Few months back when my parents were here, my friend had invited us for dinner. She is one of the few Konkani friends I have here in KS and we always have a great time when we meet. Our kids love to play with each other while we talk about everything under the sun. She made a delicious spread for us and there was one dish – this black chana hara masala, (which is what I have named it by the way) that my aayi particularly liked a lot. She even got the recipe from my friend.
Then in January, my entire family was down with flu and my friend brought me a few dishes as care package. This dish was one of the 4 dishes she brought. That was the week we all had lost our sense of taste because of fever and we did not like anything we ate. But then my husband, who does not care much for any beans/chickpeas, really enjoyed this. I asked my friend for the recipe again and I have made it few times since then.
Also try chane ghashi, chane-kele upkari, chana chaat.
Pictorial:
Cook soaked chana with a pinch of turmeric. Then make the spice paste.
Black Chickpeas in Green Masasla(Black Chana Hara Masala)
Ingredients
- 1 cup black chickpeas
- A pinch turmeric
- 1/2 cup onion
- 1 tea spn garam masala optional
- Oil
- Salt
- For the paste:
- 1/2 cup coriander leaves Along with thick stems
- 3 green chillies
- 1 tea spn ginger pieces
- 3-4 cloves
- 1/2 tea spn cumin seeds
- 1 tbl spn dried or desiccated coconut
- 1/2 cup tomato optional
Instructions
- Soak chickpeas in water for 6-8hrs.
- Pressure cook them with a pinch of turmeric (about 4 whistles).
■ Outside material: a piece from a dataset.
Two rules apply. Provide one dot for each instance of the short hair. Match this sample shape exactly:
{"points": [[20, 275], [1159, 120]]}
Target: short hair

- Make a paste of coriander leaves, ginger, green chillies, cloves, cumin seeds, coconut, tomato(optional).
- Heat a little oil in the pressure cooked pan and fry onions.
- When they are translucent, add chana, garam masala and the paste, salt.
- Mix everything well and pressure cook again for 2 whistles.
- Serve with rice or chapatis.
Notes
You could mix the paste with chickpeas and pressure cook once instead of pressure cooking twice. I thought the paste would loose some of the aroma by doing that.
Pressure cooking second time is not really necessary. I feel it helps in chickpeas soaking the masala well, so I did it.